The Eden Park Station No. 7 is a historic structure located in Eden Park in Cincinnati, Ohio, United States. Constructed in the late nineteenth century as a significant part of the city water supply system, it was used for its original purpose for only a few decades. As a work of architect Samuel Hannaford, it has been named a historic site.

==History==
Cincinnati city officials began to build the Eden Park Station in 1889, with construction overseen by the David Hummel Construction Company, but five years passed before it was completed. The station formed part of the city's water supply network, raising water from the nearby Ohio River and moving it into the Eden Park Standpipe, which was finished in the same year as the pumping station. When built, the station was able to move 16 e6USgal of water with Snyder and Holly pumps, but only for a few years did the network operate as designed. A new station in the East End opened in 1907 to replace the stations in Eden Park and on Front Street downtown; contamination in the nearby Deer Creek, which by this time had been converted into a sewer, was severe to the point that the nearby waters of the Ohio River were polluted to an unsafe extent. After years of little use, the station was restored to usefulness in 1939, as its tower was converted into a radio station for police purposes.

==Architecture==
City officials employed Samuel Hannaford as the architect for the Eden Park Station. By 1889, Hannaford was the city's premier architect: he had designed the grand Music Hall near downtown in the 1870s, he was favored as a residential architect by the metropolitan area's elites, and he had produced structures far from the Cincinnati metropolitan area, including the tall Vigo County Courthouse in Terre Haute, Indiana and the smaller Perry County Jail in faraway Pinckneyville, Illinois.
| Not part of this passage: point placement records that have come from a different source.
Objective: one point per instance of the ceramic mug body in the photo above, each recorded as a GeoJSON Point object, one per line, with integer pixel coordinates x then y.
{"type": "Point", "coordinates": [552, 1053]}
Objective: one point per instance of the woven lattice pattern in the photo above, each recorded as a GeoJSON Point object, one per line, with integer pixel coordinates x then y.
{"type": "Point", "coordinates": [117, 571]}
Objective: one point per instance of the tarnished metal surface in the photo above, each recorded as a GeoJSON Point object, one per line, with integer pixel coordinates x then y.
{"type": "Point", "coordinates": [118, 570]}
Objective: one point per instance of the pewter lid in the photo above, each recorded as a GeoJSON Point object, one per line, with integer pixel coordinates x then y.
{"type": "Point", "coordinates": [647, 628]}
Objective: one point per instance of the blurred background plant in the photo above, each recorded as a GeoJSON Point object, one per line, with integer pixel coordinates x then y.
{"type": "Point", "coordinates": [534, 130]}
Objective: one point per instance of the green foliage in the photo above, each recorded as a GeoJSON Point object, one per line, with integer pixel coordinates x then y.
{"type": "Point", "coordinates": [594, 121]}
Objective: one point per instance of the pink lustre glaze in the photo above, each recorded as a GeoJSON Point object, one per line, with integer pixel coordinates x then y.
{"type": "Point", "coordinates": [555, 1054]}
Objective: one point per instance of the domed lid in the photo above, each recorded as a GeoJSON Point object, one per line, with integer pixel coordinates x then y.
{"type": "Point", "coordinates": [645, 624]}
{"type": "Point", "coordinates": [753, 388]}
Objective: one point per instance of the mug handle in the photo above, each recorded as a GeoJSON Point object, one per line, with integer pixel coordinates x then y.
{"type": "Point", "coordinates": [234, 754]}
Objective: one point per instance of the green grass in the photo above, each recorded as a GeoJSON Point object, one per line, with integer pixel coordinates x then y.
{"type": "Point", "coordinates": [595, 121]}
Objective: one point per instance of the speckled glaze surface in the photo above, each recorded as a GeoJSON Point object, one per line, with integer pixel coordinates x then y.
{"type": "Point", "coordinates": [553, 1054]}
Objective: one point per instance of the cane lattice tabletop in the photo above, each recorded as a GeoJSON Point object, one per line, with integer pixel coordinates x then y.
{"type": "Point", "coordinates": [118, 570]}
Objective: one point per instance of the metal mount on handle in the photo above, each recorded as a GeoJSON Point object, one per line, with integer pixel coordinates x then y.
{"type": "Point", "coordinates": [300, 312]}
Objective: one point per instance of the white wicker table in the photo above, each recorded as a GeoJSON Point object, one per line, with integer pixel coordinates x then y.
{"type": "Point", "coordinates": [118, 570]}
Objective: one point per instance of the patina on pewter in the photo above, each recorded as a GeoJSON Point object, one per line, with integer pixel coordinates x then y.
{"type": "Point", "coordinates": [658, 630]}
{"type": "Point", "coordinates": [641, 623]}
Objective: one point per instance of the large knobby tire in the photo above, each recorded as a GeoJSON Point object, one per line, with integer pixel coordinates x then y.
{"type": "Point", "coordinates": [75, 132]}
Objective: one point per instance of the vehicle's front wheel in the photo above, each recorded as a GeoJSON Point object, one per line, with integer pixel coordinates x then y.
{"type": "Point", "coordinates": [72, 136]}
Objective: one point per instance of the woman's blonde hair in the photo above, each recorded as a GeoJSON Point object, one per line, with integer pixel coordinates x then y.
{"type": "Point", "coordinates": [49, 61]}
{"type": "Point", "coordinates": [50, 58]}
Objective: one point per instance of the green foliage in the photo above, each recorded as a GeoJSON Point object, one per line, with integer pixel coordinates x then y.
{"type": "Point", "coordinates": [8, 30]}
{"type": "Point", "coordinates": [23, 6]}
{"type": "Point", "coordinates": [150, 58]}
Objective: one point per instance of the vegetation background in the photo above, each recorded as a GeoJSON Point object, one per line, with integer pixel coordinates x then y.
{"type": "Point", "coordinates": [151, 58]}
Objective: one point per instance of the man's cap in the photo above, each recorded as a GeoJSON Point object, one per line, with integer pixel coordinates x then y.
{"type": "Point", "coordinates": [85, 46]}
Many of his functional buildings still standing in Cincinnati are eclectic in style; instead of insisting on a specific style or styles, Hannaford freely designed in many different styles popular in the late nineteenth century. The Eden Park Station is typical of these, exhibiting features of the Neoclassical, the Queen Anne, and the Romanesque Revival styles. Although the walls of the building and its associated chimney are brick, the building rests on a stone foundation, and the roof is tiled. Sandstone is employed for decorative arches placed underneath a Neoclassical pediment to form the frontispiece. The tallest parts of the station are four stories tall.

==Preservation==
In early 1980, the Eden Park Station was listed on the National Register of Historic Places, qualifying because of its historically significant architecture. It was one of dozens of Hannaford-designed buildings in Hamilton County listed on the Register together as a multiple property submission. Two of the buildings in the submission were related to the station: the Elsinore Arch, a castle-shaped structure near Eden Park housing valves for the water system, and the Eden Park Standpipe.